The key component of the Breakwater is its triple-barrel design. Although concepts for a better-protected dual-barrel configuration were tested, in a shape nearly-identical to other GEN8 products, it was eventually found that such a system would be prohibitively expensive, large, and would not have the combined firepower the UNSC desired. The 16F1R5 coilguns could track up to 5o descending below level and up to 90o ascending, while the turret base tracked at 30o per second horizontally. When beginning the process of actually firing, the base of the barrels are locked into place with rigorous stabilisation equipment, and then launches its monstrous rounds at up to 17,000 metres per second.
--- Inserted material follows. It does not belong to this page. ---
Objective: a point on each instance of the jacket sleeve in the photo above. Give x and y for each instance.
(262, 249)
It is capable of firing sequentially, which allows for the turret to momentarily adapt to a target's movement as well as easing up on the stress inflicted on their mothership's superstructure. However, best results are achieved when firing at the same time, as studies have shown that an enemy ship has less time to avoid the full brunt of the Breakwater's salvo. In addition, the synonymous impact of all three rounds can also cause catastrophic framework or system damage on other capital ships, as well as weakening the surface armour nearby for other weapons.
Mark 15 Breakwater
The original model to be developed, the Mark 15 Breakwater was incredibly slow to load and required a monstrous amount of energy in order to charge its electromagnetic coils, which restricted it to being installed aboard battleships and heavy carriers. The large size of the round compared to the bore put considerable strain on the barrels, requiring complete replacement after only a handful of operations. As a result, all Breakwaters after 2534 were refitted with improved barrels that, as well as being harder to wear, also incorporated more efficient electromagnets to allow them to be installed on slightly-smaller vessels.